Apps, umgangssprachlich für applications, sind Programme für mobile Endgeräte, Smartphones oder Tablets, die ein spezielles Bedürfnis der Nutzer befriedigen sollen und im Idealfall die besonderen Fähigkeiten und Eigenschaften von Smartphones nutzen. Die Erfolgsgeschichte der Apps ist bisher kurz: Noch keine zehn Jahre sind sie alt.

Smartphones für Apps

Der Erfolg der Apps ist untrennbar verknüpft mit den Smartphones. Das erste und klassische Smartphone, das iPhone, kam im Juni 2007 auf den Markt, mit einem Programm zum Telefonieren – der wichtigsten App. Und es hatte einen Zugang zum Internet. Neben der Telefon-App gab es ein Programm zum Abrufen von E-Mails, eins zum Surfen und eine Kalender-App. Die Zahl der Smartphones hat seit 2007 dramatisch zugenommen, mittlerweile gibt es eine Vielzahl an Konkurrenten. 2010 lag der Anteil der Smartphones an allen Mobiltelefonen bei 16,5 %, im August 2013 bei fast 60 %.

Mehr als 1 Million Apps

Im Juli 2008 gab es ca. 500 Apps, ein Jahr später 50 000, im Juni 2014 mehr als 1 200 000. Die Suche nach einem speziellen Programm in den Stores ist oft vergleichbar mit der Suche nach der Nadel im Heuhaufen. Die Suchfunktionen sind nicht sehr komfortabel und liefern unpräzise Ergebnisse. Die Beschreibung im Klappentext ist vieldeutig und wenig aussagekräftig.

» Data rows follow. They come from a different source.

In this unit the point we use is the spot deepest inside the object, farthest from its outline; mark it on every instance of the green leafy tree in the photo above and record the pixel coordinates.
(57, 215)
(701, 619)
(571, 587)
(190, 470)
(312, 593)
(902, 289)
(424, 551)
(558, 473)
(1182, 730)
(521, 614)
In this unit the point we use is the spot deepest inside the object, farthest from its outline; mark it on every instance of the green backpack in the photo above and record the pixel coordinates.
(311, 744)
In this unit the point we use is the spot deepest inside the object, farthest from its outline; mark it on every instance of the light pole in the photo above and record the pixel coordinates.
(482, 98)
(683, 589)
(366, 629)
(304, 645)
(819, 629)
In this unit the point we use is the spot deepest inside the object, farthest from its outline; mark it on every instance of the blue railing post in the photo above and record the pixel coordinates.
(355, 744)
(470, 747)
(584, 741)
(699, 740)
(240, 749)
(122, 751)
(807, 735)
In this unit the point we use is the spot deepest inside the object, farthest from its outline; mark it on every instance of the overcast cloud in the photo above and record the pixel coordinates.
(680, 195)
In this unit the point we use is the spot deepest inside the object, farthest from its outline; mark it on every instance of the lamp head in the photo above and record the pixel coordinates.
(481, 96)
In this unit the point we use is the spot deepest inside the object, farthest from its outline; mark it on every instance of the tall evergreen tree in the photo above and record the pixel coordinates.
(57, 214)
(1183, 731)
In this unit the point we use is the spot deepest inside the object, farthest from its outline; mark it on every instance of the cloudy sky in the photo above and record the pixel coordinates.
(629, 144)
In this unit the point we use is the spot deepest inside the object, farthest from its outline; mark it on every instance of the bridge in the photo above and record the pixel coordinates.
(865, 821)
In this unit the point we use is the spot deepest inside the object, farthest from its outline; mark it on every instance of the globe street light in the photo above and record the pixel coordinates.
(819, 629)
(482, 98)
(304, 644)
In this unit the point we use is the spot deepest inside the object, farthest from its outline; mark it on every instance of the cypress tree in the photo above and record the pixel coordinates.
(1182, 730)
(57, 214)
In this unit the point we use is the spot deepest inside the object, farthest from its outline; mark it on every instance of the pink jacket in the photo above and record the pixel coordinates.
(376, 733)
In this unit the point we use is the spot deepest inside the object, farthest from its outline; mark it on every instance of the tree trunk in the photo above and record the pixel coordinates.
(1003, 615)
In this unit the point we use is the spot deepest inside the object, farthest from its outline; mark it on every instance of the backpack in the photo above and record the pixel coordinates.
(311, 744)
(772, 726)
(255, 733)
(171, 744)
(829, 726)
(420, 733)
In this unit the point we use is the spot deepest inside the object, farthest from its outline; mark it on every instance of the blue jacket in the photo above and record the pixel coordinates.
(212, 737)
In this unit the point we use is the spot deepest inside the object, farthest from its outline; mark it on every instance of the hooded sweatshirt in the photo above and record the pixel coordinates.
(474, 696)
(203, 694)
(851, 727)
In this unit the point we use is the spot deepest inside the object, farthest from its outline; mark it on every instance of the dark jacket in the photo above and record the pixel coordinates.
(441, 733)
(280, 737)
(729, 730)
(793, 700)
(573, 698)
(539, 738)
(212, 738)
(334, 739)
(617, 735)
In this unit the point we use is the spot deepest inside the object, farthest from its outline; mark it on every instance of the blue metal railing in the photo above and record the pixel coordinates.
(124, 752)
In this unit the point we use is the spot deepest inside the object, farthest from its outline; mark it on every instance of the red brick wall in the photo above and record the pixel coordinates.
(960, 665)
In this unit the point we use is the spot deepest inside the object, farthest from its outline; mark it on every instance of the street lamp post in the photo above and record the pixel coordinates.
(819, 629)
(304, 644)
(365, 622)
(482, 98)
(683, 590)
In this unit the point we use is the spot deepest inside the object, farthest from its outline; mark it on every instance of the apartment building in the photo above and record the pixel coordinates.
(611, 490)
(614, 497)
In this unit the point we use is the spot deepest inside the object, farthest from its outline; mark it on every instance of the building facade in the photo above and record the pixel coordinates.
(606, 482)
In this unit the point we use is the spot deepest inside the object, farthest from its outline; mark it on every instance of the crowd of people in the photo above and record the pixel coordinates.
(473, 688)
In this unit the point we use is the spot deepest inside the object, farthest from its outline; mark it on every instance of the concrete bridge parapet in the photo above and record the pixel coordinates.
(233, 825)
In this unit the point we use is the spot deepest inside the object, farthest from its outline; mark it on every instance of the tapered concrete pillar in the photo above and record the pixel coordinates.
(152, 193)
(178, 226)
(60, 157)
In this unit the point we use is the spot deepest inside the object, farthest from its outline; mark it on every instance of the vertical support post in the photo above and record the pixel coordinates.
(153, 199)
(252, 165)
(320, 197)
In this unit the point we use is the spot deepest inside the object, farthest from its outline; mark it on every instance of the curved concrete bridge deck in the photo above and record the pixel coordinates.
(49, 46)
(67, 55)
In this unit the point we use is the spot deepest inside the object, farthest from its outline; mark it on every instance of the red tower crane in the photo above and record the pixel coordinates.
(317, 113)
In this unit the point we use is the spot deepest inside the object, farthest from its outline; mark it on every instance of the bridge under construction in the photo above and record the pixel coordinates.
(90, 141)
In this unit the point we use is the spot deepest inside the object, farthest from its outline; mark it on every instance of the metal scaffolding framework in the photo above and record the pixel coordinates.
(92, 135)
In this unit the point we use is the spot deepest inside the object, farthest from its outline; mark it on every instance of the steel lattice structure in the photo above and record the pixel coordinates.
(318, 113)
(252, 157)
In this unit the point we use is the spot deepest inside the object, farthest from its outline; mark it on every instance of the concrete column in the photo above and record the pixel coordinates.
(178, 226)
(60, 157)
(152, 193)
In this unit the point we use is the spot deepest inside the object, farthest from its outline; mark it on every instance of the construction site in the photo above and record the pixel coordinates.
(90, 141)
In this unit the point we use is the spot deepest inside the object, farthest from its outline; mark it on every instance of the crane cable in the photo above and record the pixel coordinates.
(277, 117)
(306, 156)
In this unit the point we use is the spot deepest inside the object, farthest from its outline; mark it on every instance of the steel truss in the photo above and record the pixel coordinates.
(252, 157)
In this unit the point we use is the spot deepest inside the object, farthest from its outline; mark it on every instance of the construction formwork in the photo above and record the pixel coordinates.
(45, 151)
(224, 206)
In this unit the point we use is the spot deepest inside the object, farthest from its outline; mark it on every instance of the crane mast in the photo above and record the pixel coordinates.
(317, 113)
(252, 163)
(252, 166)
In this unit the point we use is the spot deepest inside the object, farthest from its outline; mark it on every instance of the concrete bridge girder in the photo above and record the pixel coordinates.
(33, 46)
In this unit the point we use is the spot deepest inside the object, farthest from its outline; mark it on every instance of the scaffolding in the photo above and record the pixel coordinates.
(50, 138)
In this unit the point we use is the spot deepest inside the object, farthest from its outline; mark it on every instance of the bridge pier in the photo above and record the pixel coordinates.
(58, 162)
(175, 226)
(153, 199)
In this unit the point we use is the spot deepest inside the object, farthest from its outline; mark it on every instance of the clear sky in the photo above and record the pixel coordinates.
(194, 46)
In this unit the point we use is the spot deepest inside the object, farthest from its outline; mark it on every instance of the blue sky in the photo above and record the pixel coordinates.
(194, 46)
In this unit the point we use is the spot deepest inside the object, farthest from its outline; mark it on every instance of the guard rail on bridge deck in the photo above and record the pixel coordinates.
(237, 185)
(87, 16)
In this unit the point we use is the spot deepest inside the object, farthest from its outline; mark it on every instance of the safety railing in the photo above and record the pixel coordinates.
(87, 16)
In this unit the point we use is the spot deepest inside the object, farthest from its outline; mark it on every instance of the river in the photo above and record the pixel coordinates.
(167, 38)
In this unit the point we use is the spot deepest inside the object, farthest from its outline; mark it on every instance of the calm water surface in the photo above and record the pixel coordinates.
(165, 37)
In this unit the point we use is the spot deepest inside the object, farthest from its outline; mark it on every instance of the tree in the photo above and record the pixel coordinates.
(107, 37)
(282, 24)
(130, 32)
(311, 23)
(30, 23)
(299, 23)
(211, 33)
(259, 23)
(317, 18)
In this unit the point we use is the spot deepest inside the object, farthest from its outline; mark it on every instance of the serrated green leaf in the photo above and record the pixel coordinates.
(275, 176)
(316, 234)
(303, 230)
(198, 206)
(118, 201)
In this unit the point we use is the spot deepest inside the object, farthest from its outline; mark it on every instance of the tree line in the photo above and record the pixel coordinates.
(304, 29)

Wenn Sie eine ganz bestimmte App suchen, ist es sinnvoller, "Professor Google" zu fragen und dem Link zu folgen. Der Anteil an medizinischen Apps im weitesten Sinne ist gering. Er dürfte bei etwa 2 bis 5 % liegen, was immerhin 60 000 Programme sind.

Medizinische Apps

Die Suche in der Suchmaschine Google nach "Diabetes+Apps" liefert 19 000 000 Ergebnisse. Es gibt keine repräsentativen Untersuchungen zu Anzahl, Herkunft, Qualität, Zielgruppe, Benutzerfreundlichkeit oder Zuverlässigkeit von Apps im Gesundheitsbereich.

Wie gut sind Apps?

Aktiv sind oft einzelne Unternehmen, in Deutschland z. B. HealthOn (laut Impressum finanziell unabhängig). Die Ergebnisse für 160 Apps: 54 % der Apps stammen von Krankenkassen und pharmazeutischer Industrie, 30 % von "Sonstigen". Von den untersuchten Apps entfielen 18 auf den Bereich Diabetes. Nach Angaben von Healthon.de sind 83 % der Pharmaunternehmen und 78 % der Krankenkassen mit eigenen Apps am Kunden.

Eine weitere Einrichtung, die sich in Deutschland mit Apps beschäftigt, ist das Zentrum für Telematik und Telemedizin GmbH (ZTG). Es gibt nur zwei Gruppen untersuchter Apps: "Arzt- und Kliniksuche" sowie "Diabetes". Unter "Diabetes" werden 8 Apps teilweise recht detailliert besprochen, wobei völlig unklar ist, nach welchen Kriterien ausgerechnet diese Apps ausgewählt wurden, wie auch bei HealthOn.

Es gibt also einzelne Bemühungen, den Nutzern die Auswahl unter dieser erschlagenden Vielzahl von (Diabetes-)Apps zu vereinfachen. Subjektive Kriterien der Betroffenen werden natürlich dabei nicht berücksichtigt.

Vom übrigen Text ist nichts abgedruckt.